Any two digit number can be written as ab, where a and b are its tens and one’s digit respectively.

A 2-digit number is of the form 10a + b, where a is any whole number from 1 to 9 and b is any whole number from 0 to 9.

A 3-digit number is of the form 100a + 10b + c, where a is any whole number from 1 to 9, b is any whole number from 0 to 9 and c is any whole number from 0 to 9.

**Test of Divisibility:**

- A number is divisible by 2 only when it’s unit digit is even.
- A number is divisible by 3 only when the sum of its digits is divisible by 3.
- A number is divisible by 4 if the number formed by its last two digits is divisible by 4.
- A number is divisible by 5 only when it’s unit digit is 0 or 5.
- A number is divisible by 6 if it is divisible by both 2 and 3.
- A number is divisible by 8 if it is divisible by both 2 and 4.
- A number is divisible by 9 only when the sum of its digits is divisible by 9.
- A number is divisible by 10 if it’s unit digit is zero.

A number is even or odd according to it’s one’s digit.

**Numbers in General Form**

The general form of numbers helps us in solving puzzles or number games.

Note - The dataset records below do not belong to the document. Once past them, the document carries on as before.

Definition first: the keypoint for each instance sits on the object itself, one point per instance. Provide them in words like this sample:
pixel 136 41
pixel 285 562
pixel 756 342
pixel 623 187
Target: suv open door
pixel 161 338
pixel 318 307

A two digit number ab can be written in general form as ab = 10a + b.

**Games With Numbers**

- Reversing the digits-two digit number
- Reversing the digits-three digit number
- Forming three-digit numbers with given three-digits

**Letters for Digits**

Here, we have puzzles in which letters are used in place of digits in an arithmetic ‘sum’, and the problem is to find out the digit represented by the letter used. We shall confine here to the problems of addition and multiplication.

The following rules are followed while solving such puzzles.

Rules

- Each letter must stand for just one digit. Each digit must be represented by just one letter.
- The first digit of a number cannot be zero.

**Tests of Divisibility**

Here, we shall go into the ‘why’ aspect of the various tests of divisibility. We shall find that the reasons for the divisibility of the numbers by 10, 5, 2, 9 or 3 can be given by writing the numbers in their general form.

**Divisibility By 10**

A number is divisible by 10 when it’s ones digit is 0.

**Divisibility By 5**

A number is divisible by 5 when it’s one’s digit is either 0 or 5.